25/11/2018 - 12:25 a.m.

Es de noche y resulta que hoy me encuentro mejor que la vez pasado, me refiero a mi estado ánimo. La vez pasada, o el articulo pasado, debo admitir que estaba un poco desanimada, pero me imagino que a veces pasamos por esos momentos.

Resulta que en el articulo anterior, hice mención de mi gran amigo, el señor ejercicio. Recuerdo que escribí que no encontraba los ánimos para poner a ello y que no sabía qué demonios pasaba conmigo. Bueno, todo eso ya pasó, y fue gracias a mi.

Llevo dos días haciéndolo, sé que no es demasiado, pero esos pequeños cambios marcan una diferencia, en serio que si. Nunca se desanimen por creer que al principio no están haciendo lo suficiente, créanme que no es así, todo eso, por muy pequeño o corto que sea, es algo, y algo es mejor que nada.

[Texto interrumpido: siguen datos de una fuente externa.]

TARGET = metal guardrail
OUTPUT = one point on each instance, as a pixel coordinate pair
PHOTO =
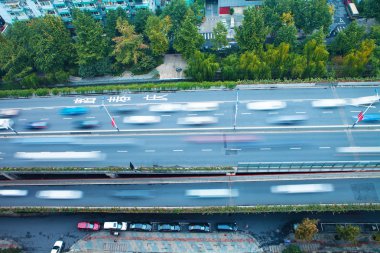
(312, 166)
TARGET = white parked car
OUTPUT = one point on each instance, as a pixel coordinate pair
(114, 225)
(58, 247)
(266, 105)
(199, 120)
(142, 119)
(59, 194)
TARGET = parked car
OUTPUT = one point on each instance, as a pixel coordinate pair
(58, 247)
(72, 111)
(84, 225)
(86, 124)
(8, 113)
(140, 227)
(169, 227)
(226, 227)
(36, 125)
(115, 225)
(200, 227)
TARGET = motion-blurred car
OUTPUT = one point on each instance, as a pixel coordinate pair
(169, 227)
(6, 124)
(200, 227)
(58, 247)
(142, 119)
(86, 124)
(140, 227)
(166, 107)
(73, 111)
(288, 119)
(13, 193)
(369, 118)
(329, 103)
(226, 227)
(36, 125)
(59, 194)
(84, 225)
(113, 225)
(8, 113)
(197, 120)
(201, 106)
(266, 105)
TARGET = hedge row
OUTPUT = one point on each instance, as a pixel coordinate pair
(336, 208)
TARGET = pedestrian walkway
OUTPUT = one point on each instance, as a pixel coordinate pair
(145, 242)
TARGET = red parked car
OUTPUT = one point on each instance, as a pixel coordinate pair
(84, 225)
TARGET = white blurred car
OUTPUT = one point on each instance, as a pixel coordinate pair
(166, 108)
(142, 119)
(9, 113)
(201, 106)
(198, 120)
(13, 193)
(59, 194)
(329, 103)
(302, 188)
(266, 105)
(6, 124)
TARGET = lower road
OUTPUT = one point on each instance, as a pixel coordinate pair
(225, 193)
(192, 149)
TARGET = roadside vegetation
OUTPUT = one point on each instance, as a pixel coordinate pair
(283, 40)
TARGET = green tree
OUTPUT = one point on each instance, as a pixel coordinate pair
(110, 22)
(292, 249)
(52, 45)
(202, 67)
(252, 33)
(176, 10)
(306, 230)
(316, 59)
(220, 36)
(230, 67)
(187, 40)
(310, 15)
(129, 47)
(348, 39)
(140, 19)
(348, 233)
(157, 32)
(355, 63)
(91, 46)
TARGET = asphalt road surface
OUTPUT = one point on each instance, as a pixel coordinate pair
(334, 191)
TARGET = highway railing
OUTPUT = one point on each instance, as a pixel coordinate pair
(310, 166)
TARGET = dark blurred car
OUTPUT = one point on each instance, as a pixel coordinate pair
(36, 125)
(72, 111)
(140, 227)
(86, 124)
(169, 227)
(200, 227)
(226, 227)
(84, 225)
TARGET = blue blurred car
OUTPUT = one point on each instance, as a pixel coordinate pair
(369, 118)
(71, 111)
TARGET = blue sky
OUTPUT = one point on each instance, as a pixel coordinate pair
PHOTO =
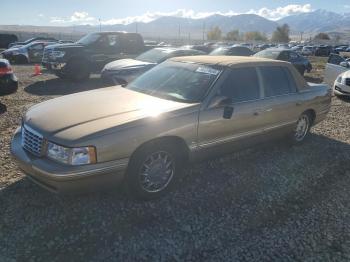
(70, 12)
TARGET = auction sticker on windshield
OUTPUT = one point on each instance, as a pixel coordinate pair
(207, 70)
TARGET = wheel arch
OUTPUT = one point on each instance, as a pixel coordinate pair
(177, 142)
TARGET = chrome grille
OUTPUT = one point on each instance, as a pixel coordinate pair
(347, 81)
(32, 141)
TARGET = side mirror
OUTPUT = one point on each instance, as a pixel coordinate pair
(344, 64)
(220, 101)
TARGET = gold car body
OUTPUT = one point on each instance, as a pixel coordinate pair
(117, 121)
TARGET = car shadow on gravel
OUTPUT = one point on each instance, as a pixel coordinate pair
(57, 86)
(239, 195)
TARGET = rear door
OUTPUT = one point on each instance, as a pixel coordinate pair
(281, 98)
(223, 125)
(333, 69)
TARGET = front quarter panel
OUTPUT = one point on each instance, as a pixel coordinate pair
(121, 142)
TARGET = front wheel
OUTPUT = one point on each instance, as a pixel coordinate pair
(302, 128)
(153, 171)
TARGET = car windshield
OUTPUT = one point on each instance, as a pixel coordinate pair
(155, 55)
(272, 54)
(219, 51)
(89, 39)
(177, 81)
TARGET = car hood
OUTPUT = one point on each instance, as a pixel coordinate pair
(75, 116)
(126, 64)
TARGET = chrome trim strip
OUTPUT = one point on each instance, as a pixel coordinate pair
(241, 135)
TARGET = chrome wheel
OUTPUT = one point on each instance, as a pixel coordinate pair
(302, 128)
(156, 172)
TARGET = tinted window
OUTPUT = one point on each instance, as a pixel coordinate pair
(241, 85)
(335, 59)
(277, 81)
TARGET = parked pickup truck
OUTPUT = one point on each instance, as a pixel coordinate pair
(184, 109)
(336, 65)
(78, 60)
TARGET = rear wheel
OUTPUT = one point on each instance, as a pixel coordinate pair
(153, 171)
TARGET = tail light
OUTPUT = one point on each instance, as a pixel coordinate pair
(5, 70)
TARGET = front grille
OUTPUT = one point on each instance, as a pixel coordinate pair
(32, 141)
(347, 81)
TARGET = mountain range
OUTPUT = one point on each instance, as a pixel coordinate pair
(173, 27)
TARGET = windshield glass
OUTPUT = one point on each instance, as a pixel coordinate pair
(155, 55)
(182, 82)
(219, 51)
(268, 54)
(89, 39)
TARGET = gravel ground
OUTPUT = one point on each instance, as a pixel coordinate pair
(270, 203)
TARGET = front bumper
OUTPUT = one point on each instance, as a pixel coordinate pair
(66, 179)
(341, 90)
(53, 66)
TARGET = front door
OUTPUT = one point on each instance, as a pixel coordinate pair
(240, 119)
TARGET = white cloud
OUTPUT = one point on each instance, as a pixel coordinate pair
(272, 14)
(280, 12)
(76, 18)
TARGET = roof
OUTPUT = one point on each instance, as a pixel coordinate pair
(229, 61)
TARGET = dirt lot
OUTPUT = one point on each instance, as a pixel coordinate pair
(272, 202)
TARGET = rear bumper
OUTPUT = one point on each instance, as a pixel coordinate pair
(66, 179)
(54, 66)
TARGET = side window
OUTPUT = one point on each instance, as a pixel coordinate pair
(277, 81)
(335, 59)
(284, 56)
(37, 47)
(241, 85)
(293, 55)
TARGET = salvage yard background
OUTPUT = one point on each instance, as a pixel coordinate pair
(272, 202)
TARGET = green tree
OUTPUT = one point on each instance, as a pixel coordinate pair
(233, 35)
(322, 36)
(255, 36)
(281, 34)
(214, 34)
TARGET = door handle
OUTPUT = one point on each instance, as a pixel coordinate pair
(228, 111)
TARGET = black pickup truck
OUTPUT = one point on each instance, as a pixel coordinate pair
(76, 61)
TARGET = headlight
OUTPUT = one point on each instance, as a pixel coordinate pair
(58, 54)
(71, 156)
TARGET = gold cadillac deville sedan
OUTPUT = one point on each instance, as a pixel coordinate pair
(182, 110)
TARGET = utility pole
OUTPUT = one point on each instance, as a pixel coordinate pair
(203, 32)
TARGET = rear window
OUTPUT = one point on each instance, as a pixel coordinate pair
(241, 85)
(277, 81)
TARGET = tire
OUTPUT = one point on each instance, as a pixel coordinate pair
(145, 178)
(77, 70)
(302, 128)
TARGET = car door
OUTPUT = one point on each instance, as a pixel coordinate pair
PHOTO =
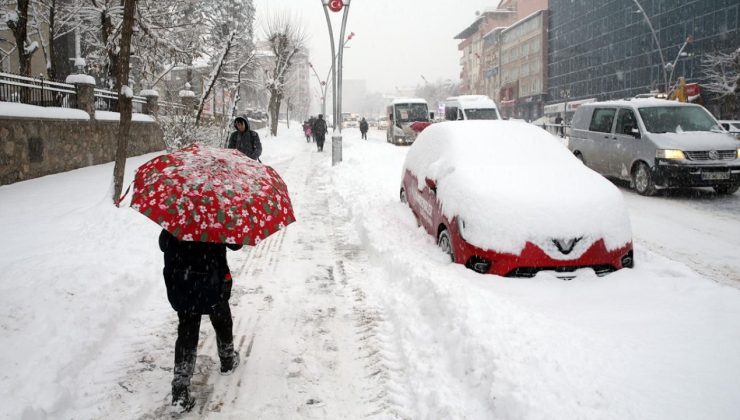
(601, 138)
(625, 144)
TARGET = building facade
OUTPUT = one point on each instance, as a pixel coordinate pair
(503, 56)
(606, 49)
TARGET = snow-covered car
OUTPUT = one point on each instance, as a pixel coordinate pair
(732, 127)
(507, 198)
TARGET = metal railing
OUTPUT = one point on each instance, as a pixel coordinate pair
(36, 91)
(106, 100)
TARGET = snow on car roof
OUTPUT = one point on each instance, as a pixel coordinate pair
(409, 101)
(472, 101)
(640, 102)
(512, 182)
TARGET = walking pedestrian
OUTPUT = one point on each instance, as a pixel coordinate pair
(307, 131)
(245, 140)
(559, 123)
(363, 128)
(319, 131)
(311, 122)
(198, 283)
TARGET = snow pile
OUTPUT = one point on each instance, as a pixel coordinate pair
(149, 92)
(512, 182)
(16, 110)
(127, 91)
(84, 79)
(115, 116)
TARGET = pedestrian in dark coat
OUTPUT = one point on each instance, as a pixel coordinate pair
(363, 128)
(311, 122)
(245, 140)
(560, 129)
(198, 283)
(319, 130)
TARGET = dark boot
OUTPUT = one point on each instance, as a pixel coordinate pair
(229, 363)
(182, 402)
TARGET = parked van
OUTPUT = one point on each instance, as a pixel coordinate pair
(471, 107)
(402, 114)
(655, 143)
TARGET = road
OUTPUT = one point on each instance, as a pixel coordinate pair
(694, 226)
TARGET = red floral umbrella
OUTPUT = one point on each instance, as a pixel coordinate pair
(210, 194)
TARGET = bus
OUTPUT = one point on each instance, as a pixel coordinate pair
(402, 114)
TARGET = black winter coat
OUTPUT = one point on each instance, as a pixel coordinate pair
(319, 127)
(247, 142)
(196, 274)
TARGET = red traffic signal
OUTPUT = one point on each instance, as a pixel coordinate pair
(336, 5)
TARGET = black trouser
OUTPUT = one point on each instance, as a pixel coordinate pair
(186, 346)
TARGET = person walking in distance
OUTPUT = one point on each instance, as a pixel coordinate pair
(363, 128)
(319, 131)
(198, 283)
(245, 140)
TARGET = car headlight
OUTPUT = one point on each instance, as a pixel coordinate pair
(460, 226)
(669, 154)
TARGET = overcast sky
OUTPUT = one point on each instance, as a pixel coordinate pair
(396, 41)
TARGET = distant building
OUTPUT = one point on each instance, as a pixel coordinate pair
(605, 49)
(503, 53)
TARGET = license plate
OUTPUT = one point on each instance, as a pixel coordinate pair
(715, 175)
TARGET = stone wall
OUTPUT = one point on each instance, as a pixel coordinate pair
(30, 148)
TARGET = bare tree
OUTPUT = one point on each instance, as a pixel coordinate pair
(723, 73)
(17, 21)
(286, 38)
(124, 96)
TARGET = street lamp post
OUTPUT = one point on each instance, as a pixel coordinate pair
(336, 138)
(322, 83)
(657, 43)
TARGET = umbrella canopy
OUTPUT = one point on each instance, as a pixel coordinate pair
(208, 194)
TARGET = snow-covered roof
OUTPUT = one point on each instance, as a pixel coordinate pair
(408, 101)
(641, 102)
(471, 101)
(513, 182)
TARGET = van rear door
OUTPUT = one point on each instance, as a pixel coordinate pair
(600, 136)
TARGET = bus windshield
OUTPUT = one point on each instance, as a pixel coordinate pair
(481, 114)
(411, 112)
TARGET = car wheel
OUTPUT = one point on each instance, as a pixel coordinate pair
(579, 156)
(726, 189)
(643, 180)
(445, 243)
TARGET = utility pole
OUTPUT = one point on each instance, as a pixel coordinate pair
(336, 138)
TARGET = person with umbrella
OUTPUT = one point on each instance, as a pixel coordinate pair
(198, 283)
(206, 200)
(245, 140)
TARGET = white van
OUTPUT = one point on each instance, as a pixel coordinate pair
(471, 107)
(655, 143)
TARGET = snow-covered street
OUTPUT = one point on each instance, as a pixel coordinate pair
(353, 312)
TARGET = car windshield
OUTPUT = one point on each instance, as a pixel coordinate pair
(676, 119)
(411, 112)
(481, 114)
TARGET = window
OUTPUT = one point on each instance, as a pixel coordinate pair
(625, 122)
(602, 120)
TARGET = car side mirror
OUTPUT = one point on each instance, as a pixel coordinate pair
(431, 184)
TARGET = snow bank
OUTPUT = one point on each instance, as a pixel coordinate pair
(115, 116)
(16, 110)
(512, 182)
(80, 78)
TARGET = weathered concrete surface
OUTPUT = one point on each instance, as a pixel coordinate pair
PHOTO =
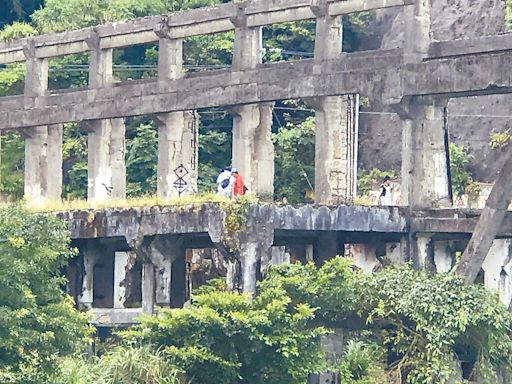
(424, 155)
(43, 144)
(178, 133)
(106, 166)
(359, 72)
(136, 223)
(470, 23)
(147, 249)
(182, 24)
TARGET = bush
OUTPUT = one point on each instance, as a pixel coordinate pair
(362, 363)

Algo con el señor ejercicio, es que al principio crees que no vas a poder lograrlo, y te cansas de ver vídeos, en mi caso, y ves diferentes tipos de ejercicios y te dices: Por Dios, yo no puedo hacer eso. Y es ahí en donde te equivocas, es por eso que el señor ejercicio me encanta, porque siempre me descubro dándome muchísimo poder y me descubro siendo capaz de hacer cosas que creía que no iba a lograr. Nunca se den por vencidos, al principio no sera nada fácil, pero de repente estarán creciendo como personas y aprendiendo de ustedes mismos, a demás de empezar a sentirse más sanos y eso está brutal, como se dice en mi país.

Otra cosa del señor ejercicio que me encanta, es que a veces no me doy cuenta de cuanto amo mi cuerpo, y de cuan orgullosa estoy de él. Es en esos momentos de desesperación, de cuando estoy sudando sin parar y cuando quiero que ya acabe el tiempo, que me digo que puedo más, MUCHO más. Nunca lo he empezado a hacer odiándome y a querer cambiarme, siempre empiezo desde mucho amor a mi misma, y eso es importante. Lo empiezo porque sé que puedo, y porque se que valgo la pena, y porque me amo.

P.D.: Gracias A del pasado. Pudiste y vas a seguir pudiendo porque eres grandiosa y maravillosa.